Hirokazu Koreeda's work is unknown to me, so I approach this review unable to comment on how it compares to his previous films. "I Wish" is the story of two brothers, living apart due to their young parents failed marriage, coping with their separate lives. They hear an urban legend that wishes come true when made at the point when two bullet trains pass by one another, so they agree to travel with friends to a point where they can all express their desires.
This film is a perfect example of the slow film that divides opinion. Those that love it say that it is gentle, thoughtful, measured; while those that couldn't stand it say that it's meandering, nothing happens. It's easy to empathise with both crowds, though by my score you can guess I've drunk the Kool-aid.
It is a slow film (my favourite euphemism for this is 'patient' by the way) and has modest ambitions, but it certainly is also an adventure film - it's just that the adventure is on the scale of your average holiday special. The plot itself is not the main reason to like this movie and neither are the characters, who never rise above representing their wishes.
Instead the enjoyment comes from the cinematography, which is never less than beautiful, and the soundtrack which are woven together to create a really joyful experience. "I Wish" is genuinely life-affirming, without straying too far into sentimentality (though it is guilty of this at times). It also does a great job of expressing to this wanna-be otaku what Japanese life in a small town might be like - or at least better than most anime does.

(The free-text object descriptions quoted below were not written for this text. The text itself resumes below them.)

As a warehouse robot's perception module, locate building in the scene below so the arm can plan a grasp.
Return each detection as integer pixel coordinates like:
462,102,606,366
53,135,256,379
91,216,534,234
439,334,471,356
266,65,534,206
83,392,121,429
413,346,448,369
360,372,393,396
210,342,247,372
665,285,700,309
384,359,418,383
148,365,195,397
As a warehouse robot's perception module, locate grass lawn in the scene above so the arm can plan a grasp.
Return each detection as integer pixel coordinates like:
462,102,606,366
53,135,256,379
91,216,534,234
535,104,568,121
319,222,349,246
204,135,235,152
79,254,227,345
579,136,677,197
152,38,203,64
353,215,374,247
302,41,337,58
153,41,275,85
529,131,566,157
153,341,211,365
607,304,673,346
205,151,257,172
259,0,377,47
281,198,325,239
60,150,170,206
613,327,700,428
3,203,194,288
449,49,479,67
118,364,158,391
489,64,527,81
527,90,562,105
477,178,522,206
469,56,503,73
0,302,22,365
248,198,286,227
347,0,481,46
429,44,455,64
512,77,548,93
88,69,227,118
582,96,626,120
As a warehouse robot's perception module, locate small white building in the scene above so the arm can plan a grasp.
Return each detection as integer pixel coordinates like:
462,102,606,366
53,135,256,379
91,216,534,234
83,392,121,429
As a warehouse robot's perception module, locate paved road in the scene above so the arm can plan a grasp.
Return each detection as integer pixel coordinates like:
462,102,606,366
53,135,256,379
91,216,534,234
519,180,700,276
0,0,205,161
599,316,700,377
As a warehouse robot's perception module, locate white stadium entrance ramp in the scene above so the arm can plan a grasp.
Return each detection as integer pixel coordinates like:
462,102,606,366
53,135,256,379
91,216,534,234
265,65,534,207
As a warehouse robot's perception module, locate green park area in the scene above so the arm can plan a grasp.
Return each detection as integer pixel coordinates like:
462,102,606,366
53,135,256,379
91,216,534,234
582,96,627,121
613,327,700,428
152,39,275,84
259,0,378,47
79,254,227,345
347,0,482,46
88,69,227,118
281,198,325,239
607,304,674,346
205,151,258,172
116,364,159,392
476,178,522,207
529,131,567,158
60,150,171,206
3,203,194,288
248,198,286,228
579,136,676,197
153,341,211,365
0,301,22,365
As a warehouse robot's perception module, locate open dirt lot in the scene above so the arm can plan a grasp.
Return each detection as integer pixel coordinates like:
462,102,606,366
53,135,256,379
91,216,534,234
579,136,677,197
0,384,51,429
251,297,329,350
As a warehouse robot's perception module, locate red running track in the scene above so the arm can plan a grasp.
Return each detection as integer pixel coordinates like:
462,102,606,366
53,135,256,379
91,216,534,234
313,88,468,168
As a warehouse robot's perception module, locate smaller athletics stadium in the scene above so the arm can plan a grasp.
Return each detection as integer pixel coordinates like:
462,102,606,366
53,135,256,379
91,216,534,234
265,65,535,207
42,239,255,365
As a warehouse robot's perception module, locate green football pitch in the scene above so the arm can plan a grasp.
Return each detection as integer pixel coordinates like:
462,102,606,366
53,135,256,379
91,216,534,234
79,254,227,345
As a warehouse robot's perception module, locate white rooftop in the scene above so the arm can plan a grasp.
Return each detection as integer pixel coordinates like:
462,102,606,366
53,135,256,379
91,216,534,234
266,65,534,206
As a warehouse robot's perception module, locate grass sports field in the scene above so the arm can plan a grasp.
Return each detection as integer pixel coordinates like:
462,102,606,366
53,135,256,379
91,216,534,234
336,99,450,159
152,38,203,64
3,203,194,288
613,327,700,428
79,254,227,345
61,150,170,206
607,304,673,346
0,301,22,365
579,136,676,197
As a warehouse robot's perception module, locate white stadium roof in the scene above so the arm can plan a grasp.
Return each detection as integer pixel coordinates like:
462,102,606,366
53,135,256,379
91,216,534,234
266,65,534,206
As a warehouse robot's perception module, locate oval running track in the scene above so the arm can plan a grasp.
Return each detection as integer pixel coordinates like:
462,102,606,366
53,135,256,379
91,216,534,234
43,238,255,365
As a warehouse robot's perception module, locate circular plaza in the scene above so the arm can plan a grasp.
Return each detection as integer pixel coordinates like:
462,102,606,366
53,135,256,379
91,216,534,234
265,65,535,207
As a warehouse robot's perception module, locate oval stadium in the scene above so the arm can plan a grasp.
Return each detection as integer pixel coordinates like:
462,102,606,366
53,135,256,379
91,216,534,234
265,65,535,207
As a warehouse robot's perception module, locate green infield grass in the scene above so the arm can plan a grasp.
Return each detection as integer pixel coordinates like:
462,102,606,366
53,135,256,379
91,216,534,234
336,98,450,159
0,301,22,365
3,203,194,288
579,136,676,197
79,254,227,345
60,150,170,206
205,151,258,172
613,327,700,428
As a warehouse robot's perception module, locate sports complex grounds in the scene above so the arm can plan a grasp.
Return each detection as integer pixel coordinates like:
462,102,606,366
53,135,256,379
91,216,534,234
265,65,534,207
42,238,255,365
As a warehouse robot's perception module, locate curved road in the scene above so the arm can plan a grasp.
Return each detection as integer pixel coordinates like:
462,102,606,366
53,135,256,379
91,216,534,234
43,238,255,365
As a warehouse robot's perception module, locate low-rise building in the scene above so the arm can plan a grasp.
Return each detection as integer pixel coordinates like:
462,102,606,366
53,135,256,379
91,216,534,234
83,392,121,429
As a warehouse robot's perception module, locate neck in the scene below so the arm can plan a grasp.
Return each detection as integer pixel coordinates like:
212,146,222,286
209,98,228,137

It struck me when leaving the cinema that I rarely watch new live-action Japanese films - the last one I can think of was the excellent 'Departures', which won "Best Foreign Language Film" in 2009. When I think of modern Japanese cinema, I think of speedily-made Takashi Miike horror films that cling to a mid-90s burst of inspiration. If "I Wish" does anything, it will at least make me re-evaluate the non-animated output of the great cultural melting pot of Japan.